Going forward, Tritton said the company plans to rollout the initial shop-in-shop concepts for its Kroger partnership, along with store remodels for  130-150 Bed Bath & Beyond stores. The company also plans to capitalize on the popularity of its buybuy Baby brand by opening more than 20 new locations over the coming year.

In regard to the company’s new board members and initiatives raised by activist investor Ryan Cohen, Tritton declined to go into detail.

“At this time, we do not have an update on the work that has already been underway by our board and management team to define how we unlock further value,” he said. “We will update you all on material developments as they arise.”

Net sales: For the fourth quarter, total net sales were $2.5 billion, with a comp sales decline of 12 percent versus last year and down 8 percent compared to 2019. Sales were negatively impacted by approximately $175 million, or a high single-digit deficit as a result of the continued low levels of in-stock and available to sell merchandise in the company’s Bed Bath & Beyond banner.

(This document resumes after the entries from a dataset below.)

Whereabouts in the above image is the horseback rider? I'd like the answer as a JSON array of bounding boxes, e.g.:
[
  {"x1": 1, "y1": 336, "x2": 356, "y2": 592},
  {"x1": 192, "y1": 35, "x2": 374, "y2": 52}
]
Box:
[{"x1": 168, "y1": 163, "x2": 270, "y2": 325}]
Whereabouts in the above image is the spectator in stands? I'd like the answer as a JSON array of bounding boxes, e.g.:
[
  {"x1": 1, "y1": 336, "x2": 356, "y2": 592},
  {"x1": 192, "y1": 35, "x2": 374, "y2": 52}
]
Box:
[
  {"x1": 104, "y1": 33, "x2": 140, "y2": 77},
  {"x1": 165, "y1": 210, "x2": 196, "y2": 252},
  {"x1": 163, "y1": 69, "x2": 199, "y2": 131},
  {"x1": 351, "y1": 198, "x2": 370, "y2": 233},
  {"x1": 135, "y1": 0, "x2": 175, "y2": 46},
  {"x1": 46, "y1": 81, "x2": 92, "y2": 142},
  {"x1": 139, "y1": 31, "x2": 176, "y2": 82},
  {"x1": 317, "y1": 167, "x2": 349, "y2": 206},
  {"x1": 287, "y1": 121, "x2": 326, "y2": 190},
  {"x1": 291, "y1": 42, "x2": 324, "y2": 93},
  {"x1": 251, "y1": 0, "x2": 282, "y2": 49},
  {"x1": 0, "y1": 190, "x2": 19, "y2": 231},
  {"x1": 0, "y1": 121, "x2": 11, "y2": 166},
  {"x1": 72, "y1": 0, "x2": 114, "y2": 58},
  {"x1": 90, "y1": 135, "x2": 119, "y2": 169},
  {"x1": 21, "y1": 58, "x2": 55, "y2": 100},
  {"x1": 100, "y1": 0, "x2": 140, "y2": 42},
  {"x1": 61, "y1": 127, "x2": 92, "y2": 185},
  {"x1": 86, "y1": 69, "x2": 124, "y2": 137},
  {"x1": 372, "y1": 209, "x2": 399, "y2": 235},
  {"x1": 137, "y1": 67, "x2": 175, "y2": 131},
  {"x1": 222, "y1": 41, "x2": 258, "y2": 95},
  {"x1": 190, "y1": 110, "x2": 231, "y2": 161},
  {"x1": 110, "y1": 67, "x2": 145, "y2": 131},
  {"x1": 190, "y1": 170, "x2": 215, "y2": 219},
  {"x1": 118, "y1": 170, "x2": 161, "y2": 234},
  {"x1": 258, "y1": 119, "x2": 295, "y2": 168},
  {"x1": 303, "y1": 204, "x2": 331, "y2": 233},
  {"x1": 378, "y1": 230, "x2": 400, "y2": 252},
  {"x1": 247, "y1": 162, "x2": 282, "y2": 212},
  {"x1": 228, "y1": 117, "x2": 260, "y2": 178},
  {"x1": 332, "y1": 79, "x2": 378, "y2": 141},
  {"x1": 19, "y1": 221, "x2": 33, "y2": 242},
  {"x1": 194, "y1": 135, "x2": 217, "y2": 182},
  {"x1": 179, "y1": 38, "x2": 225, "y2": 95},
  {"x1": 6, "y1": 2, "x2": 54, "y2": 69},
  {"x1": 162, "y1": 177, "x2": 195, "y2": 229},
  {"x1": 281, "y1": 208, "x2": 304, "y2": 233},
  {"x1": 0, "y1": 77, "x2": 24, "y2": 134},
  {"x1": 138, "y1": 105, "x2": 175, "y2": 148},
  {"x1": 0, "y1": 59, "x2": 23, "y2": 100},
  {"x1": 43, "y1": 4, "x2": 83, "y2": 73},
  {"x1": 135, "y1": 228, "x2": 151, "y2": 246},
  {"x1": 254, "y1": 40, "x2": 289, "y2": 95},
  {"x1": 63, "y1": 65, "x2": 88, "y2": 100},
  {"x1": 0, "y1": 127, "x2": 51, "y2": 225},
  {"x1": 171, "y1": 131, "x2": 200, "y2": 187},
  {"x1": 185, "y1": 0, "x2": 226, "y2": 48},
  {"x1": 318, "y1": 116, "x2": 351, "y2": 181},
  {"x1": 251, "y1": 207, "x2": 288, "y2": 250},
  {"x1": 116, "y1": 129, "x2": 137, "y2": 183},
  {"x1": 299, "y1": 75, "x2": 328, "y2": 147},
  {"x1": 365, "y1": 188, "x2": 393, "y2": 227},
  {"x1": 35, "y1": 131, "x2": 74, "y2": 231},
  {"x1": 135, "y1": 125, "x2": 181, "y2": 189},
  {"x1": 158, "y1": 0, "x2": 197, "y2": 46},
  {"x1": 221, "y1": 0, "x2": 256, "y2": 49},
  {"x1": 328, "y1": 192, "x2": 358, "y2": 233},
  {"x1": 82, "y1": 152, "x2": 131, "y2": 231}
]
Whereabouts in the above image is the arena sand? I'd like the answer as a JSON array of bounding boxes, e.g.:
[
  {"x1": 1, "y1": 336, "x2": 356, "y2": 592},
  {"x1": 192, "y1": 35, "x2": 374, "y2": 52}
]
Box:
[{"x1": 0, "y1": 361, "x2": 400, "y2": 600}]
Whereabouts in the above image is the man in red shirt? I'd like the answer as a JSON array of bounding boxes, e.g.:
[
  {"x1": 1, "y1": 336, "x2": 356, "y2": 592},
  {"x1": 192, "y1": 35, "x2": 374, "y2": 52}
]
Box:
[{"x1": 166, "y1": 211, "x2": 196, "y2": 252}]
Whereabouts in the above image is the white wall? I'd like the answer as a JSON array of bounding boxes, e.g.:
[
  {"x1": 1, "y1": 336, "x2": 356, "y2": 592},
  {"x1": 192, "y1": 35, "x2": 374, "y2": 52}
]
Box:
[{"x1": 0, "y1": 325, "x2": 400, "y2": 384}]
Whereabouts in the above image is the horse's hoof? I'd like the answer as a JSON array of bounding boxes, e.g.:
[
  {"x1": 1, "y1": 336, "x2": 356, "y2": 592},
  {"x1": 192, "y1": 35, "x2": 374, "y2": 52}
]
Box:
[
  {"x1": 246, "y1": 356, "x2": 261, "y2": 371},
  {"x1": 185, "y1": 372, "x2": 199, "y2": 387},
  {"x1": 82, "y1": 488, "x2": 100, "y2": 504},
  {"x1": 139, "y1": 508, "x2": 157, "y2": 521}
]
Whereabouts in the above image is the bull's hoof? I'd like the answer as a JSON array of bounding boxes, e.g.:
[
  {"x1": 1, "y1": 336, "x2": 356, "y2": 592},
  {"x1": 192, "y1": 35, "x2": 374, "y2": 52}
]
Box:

CEO’s take: While Tritton acknowledged the struggles Bed Bath & Beyond has faced over the past year, he remained optimistic about the company’s future and the transition it has undergone since the last leadership shakeup.

“Transformations are complex and often non-linear, but achieving a strategy of this scale amid the current macro economic environment has made it even more difficult to deliver results commensurate with our efforts,” he said. “The friction in these moments is real, and we’re operating in a retail and consumer industry as challenging I have personally seen in my career outside of that critical COVID timeframe. However, we remain steadfastly dedicated to our customer, our brand, and our strategy.”